BalanceFactor = heightOfRightSubtree - heightOfLeftSubtree

Insertion

  1. If subNode is NULL, return
  2. If key is greater than the curr key, go right child.
  3. If key is less than curr key, go left child.
  4. Rebalance and update height (can be done inside rebalance)

Removal

  1. find(SubNodeKey)
    • If find does not return a valid node, end the remove method.
  2. Deal with children of node
    • If no children: just delete the node
    • Else if one child: overwrite removal node with its child
    • Else, there are two children:
      • Find In Order Predecessor (IOP), which is the rightmost node in the left subtree.
      • swap(IOP, root)
      • remove(root->left)

Rotations

All rotations run in O(1) time, and are done in rebalance(). No rotations possible in find() call.

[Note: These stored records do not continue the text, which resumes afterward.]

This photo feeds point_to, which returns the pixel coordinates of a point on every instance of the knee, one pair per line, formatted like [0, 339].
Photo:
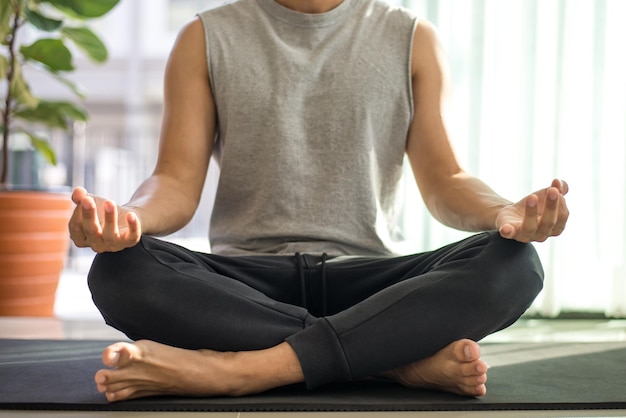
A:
[516, 274]
[110, 278]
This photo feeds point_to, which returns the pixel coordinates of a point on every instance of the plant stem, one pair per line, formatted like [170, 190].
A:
[8, 104]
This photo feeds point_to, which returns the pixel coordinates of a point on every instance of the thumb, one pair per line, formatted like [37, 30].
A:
[507, 231]
[79, 194]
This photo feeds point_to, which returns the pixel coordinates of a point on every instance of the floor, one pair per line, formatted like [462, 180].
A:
[77, 318]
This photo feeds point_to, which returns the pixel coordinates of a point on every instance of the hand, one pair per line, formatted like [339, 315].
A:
[102, 225]
[537, 217]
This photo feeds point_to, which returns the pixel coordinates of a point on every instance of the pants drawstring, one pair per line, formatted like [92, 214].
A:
[324, 292]
[302, 281]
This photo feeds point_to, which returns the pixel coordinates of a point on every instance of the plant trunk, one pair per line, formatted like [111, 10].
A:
[8, 103]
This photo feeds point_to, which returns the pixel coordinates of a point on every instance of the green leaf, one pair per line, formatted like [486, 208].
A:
[50, 52]
[42, 22]
[85, 9]
[4, 67]
[88, 42]
[41, 145]
[53, 114]
[21, 91]
[6, 13]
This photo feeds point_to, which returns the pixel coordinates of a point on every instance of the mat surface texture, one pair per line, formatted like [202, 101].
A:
[58, 375]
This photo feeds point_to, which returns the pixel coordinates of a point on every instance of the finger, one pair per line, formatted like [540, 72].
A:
[562, 216]
[549, 215]
[75, 226]
[507, 231]
[110, 230]
[90, 223]
[530, 222]
[561, 186]
[79, 194]
[134, 227]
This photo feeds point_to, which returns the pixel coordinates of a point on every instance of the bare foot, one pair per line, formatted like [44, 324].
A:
[456, 368]
[147, 368]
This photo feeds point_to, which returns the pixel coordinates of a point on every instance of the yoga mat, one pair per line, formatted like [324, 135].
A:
[58, 375]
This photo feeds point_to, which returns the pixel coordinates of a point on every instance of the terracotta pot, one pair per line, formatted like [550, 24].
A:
[34, 242]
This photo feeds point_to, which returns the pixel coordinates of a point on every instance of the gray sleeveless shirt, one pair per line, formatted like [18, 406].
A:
[313, 115]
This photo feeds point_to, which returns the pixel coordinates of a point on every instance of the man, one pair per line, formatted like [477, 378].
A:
[313, 105]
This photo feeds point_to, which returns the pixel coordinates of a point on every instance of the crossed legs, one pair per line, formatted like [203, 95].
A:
[418, 330]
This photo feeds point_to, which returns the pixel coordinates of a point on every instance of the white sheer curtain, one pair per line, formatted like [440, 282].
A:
[539, 91]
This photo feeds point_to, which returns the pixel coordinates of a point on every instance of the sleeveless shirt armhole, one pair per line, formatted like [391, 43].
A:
[207, 50]
[410, 69]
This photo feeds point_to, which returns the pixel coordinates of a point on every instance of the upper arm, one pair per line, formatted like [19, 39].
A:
[428, 147]
[189, 119]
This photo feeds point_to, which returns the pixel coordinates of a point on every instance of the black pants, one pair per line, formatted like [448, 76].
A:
[346, 318]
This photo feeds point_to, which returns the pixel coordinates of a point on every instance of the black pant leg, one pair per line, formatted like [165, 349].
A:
[465, 290]
[162, 292]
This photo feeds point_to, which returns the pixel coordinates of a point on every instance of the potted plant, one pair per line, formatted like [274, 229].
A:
[33, 222]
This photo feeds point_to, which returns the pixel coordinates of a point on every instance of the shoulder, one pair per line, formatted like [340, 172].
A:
[427, 52]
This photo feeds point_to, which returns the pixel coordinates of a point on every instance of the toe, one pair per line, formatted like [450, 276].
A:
[118, 354]
[466, 350]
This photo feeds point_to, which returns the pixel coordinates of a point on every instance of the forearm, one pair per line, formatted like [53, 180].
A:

void rotateRight(AVL*& root) {
	AVL* origRoot = root;
	root = root->left_;
	origRoot->left_ = root->right_;
	root->right_ = origRoot;

	updateHeight(root->right_);
	updateHeight(root);
}

void rotateLeft(AVL*& root) {
	AVL* origRoot = root;
	root = root->right_;
	origRoot->right_ = root->left_;
	root->left_ = origRoot;

	updateHeight(root->left_);
	updateHeight(root);
}

void rotateRightLeft(AVL*& root) {
	rotateRight(root->right_);
	rotateLeft(root);
}

void rotateLeftRight(AVL*& root) {
	rotateLeft(root->left_);
	rotateRight(root);
}

void rebalance(Node *&subtree) {
  int balance = getBalanceFactor(subtree);
  int leftBalance = getBalanceFactor(subtree->left);
  int rightBalance = getBalanceFactor(subtree->right);

  //If balance is negative, left heavy
  if (balance == - 2) {
    if (leftBalance == - 1) {
      rotateRight(subtree);
    } else rotateLeftRight(subtree);
  }
  //If balance is positive, right heavy
  if (balance == 2) {
    if (rightBalance) == 1) {
      rotateLeft(subtree);
    } else rotateRightLeft(subtree);
  }

  if (subtree != NULL) {
  	updateHeight(subtree);
  }
}

Run Time Analysis

AVL Operation Run Time
find() O(h) ** h = O(lg(n))
insert() O(h) ** h = O(lg(n))
remove() O(h) ** h = O(lg(n))
traverse() O(n)

Summary of Advantages/Disadvantages for AVL Trees

  1. Advantages
    • Run time of O(log(n)) is improvement over arrays and lists
    • Great for specific implementations where exact key is unknown (Nearest neighbor, Interval search, etc.)
  2. Disadvantages
    • Not the fastest find() run time. Outperformed by hash tables.
    • AVL tree does not work well with disk seeks. Must be stored in memory, so not good for large data sets.

Red-Black Trees

When you see "Red-Black Tree", just think of an AVL Tree. They're both balanced BSTs.